09:35 Thursday 13th January 2011 BBC Radio Cambridgeshire.
ANDY HARPER: Residents of the village of Shelford were up in arms after it was revealed on this programme that Tesco plan to open in the village. Many thought it would decimate the small independent shops there, which do so well. Yesterday four planning applications to convert the former Eden Lilly store were refused by South Cambridgeshire District Council. Charlie Nightingale is the local councillor, Chairman of the Council, and we speak to him very often. Today is no exception. Charlie, good morning to you.
CHARLES NIGHTINGALE: Good morning.
ANDY HARPER: So, I don’t think too much can be read into this, because it doesn’t mean, does it. there will be no Tesco in Shelford?
CHARLES NIGHTINGALE: No. I think this is just the starter for ten, if you know what I mean. We’ve got a long battle, I think. they’re going to appeal. The world has been taken over by people like Tesco and Sky television, if you know what I mean.
ANDY HARPER: I do.
CHARLES NIGHTINGALE: I think this is just round one.

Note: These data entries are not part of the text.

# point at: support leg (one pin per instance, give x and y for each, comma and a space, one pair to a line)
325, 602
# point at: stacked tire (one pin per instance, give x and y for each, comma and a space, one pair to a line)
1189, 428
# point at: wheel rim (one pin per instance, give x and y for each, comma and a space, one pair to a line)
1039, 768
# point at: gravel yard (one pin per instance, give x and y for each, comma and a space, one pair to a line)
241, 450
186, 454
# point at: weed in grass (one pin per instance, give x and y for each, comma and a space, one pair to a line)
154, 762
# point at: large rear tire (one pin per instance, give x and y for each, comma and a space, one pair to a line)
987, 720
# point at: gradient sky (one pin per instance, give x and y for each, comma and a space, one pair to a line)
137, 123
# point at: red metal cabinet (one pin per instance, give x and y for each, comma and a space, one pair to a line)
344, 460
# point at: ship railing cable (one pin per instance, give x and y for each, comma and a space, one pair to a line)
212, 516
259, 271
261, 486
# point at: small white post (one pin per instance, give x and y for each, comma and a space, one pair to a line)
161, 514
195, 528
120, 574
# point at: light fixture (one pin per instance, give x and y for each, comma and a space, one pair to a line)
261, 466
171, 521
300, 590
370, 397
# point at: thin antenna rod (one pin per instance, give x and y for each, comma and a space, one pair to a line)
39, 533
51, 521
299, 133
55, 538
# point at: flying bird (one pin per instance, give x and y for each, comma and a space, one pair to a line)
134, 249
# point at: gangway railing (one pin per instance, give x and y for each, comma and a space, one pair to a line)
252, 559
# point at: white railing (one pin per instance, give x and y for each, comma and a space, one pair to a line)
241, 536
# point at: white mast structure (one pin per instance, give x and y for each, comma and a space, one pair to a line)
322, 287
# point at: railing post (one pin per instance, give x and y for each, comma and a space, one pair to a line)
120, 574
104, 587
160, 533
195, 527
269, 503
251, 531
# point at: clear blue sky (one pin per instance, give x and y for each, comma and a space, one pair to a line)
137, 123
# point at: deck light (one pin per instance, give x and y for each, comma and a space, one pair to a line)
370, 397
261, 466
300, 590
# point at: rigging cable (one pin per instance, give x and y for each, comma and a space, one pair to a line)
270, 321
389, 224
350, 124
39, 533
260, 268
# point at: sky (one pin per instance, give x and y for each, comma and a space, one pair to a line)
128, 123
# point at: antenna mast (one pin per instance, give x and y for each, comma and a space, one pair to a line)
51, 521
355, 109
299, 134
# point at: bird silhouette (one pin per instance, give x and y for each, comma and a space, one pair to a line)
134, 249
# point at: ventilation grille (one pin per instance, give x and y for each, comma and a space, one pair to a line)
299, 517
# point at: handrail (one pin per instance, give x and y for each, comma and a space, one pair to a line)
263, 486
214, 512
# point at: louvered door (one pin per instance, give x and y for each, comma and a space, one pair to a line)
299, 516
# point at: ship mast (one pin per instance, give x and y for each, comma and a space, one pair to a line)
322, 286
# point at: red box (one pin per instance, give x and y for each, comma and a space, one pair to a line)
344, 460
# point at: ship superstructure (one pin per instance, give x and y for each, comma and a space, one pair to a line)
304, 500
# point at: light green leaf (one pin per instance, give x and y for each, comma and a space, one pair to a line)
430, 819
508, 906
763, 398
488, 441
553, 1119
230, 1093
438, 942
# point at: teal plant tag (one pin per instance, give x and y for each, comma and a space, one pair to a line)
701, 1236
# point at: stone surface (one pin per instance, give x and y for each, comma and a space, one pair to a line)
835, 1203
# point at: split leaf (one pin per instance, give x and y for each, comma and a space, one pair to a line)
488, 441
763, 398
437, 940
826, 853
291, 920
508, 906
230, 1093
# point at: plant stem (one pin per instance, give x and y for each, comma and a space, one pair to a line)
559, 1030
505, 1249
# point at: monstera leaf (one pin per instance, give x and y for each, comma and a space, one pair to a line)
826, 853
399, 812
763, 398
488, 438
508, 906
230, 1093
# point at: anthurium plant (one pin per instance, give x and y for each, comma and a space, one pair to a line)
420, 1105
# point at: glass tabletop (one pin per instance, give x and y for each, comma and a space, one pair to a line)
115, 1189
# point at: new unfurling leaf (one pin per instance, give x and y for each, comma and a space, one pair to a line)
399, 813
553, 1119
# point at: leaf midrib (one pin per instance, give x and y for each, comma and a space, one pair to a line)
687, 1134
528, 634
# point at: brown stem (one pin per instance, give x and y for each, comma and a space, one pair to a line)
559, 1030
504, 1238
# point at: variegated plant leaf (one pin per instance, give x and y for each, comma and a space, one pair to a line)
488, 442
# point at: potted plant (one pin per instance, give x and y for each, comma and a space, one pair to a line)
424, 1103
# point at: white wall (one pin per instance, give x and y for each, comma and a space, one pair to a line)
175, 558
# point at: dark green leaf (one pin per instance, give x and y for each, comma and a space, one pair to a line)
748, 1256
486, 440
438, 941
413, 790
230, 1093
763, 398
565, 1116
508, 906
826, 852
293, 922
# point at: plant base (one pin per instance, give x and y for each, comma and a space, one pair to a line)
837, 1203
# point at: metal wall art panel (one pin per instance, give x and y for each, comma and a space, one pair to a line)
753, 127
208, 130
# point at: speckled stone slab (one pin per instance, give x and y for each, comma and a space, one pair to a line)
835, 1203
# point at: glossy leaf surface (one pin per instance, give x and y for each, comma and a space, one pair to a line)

ANDY HARPER: So just remind us of the applications that were turned down yesterday, and what significance they have.
CHARLES NIGHTINGALE: The first one was the fascias, the signs, which we refused 12-2. That was the first one. The second one was the ATM machine. That went to 14-1. Then we had one that was sort of refused, but deferred, if you know what I mean, because we needed a bit more information, but it was going to be refused, but officers recommended we deferred it to get a bit more meat on the bones, as it were. But I’m pretty confident that will get refused if it comes back next month. And then the shop front was refused.
ANDY HARPER: So if you refuse them permission to have a shop front, and you refused them permission to have any signs, well you would almost assume that that would negate the whole point of having a shop there, but it won’t end here.
CHARLES NIGHTINGALE: When I say the signs are refused, there’s two small ones on either cheek of the side wall. they can have those. But it’s the main Tesco Express large letters in red and white which are erected on the front of the canopy if you understand what I mean. They stand up. They were the ones that we objected to.
ANDY HARPER: Right. Were these applications rejected because basically the feeling is you don’t want Tesco there?
CHARLES NIGHTINGALE: No no no. They were treated as any other application would be treated. But I think members were quite upset, because if you recall, back in July when this first was given permission for an extension on the back, had we known all the facts at that time we probably would have not allowed this extension, because they applied for an extension on the backs of the premises you see, which it would have helped by refusing that, because it wouldn’t have been big enough for Tescos. And the other thing is we would have considered the transport implications more, you see. We weren’t aware of all that at the time. So it was sort of a development through the back door.
ANDY HARPER: Now you as I said represent Shelford on the Council. What is the feeling among the people of the village and beyond really? Are you representing them when you and others say, look, we do not want Tesco here?
CHARLES NIGHTINGALE: Yes, I think so. Yes. Yes. I think it’s going to affect a lot of the smaller shops in the village. Yes that’s right.
ANDY HARPER: The point is Charlie that we’ve seen this before. We’ve seen it in Mill Road, further afield, we’ve seen it in Sheringham in Norfolk, who vehemently didn’t want Tesco, and they came back and they came back and they came back. So judging by your first comment, this is just the first skirmish .
CHARLES NIGHTINGALE: Yes it is. This will go on for another five or six months easily. And I should imagine they’ll win in the long run. Because in fact they could go in this afternoon and open.
ANDY HARPER: Oh they could, just without some of the facilities turned down yesterday?
CHARLES NIGHTINGALE: Yes. Use the existing doorway that they’ve got. There’s no need to alter the front at all. They could go in there. There’s nothing to stop them at all.
ANDY HARPER: So the next stage will be ..
CHARLES NIGHTINGALE: The appeal. I should imagine they’ll lodge one today, I should think.
ANDY HARPER: Charlie, for the moment, good to talk to you. Thanks very much for joining us. Cheers. That’s Councillor Charlie Nightingale, represents Shelford on South Cambridgeshire District Council, and is also Chairman of the Council as well. If you have your thoughts, and there are of course both sides to this argument. Because every time we hear people saying they don’t want a Tesco or any other supermarket for that matter in their village, or their town, well then there are others who turn around straight away and say yes we do, we want the choice, and we want to go and buy food and other items cheaply, as cheaply as possible. So we do appreciate there are two sides to this argument. Tesco have told us: “This is an empty shop unit that we are renting, and bringing back to use, creating 20 new jobs. We have chosen this location because we believe it will be popular with customers, and will help people shop in the High Street, rather than taking them away to out-of-town shops. Bringing more shoppers to the area will be good for all local businesses.”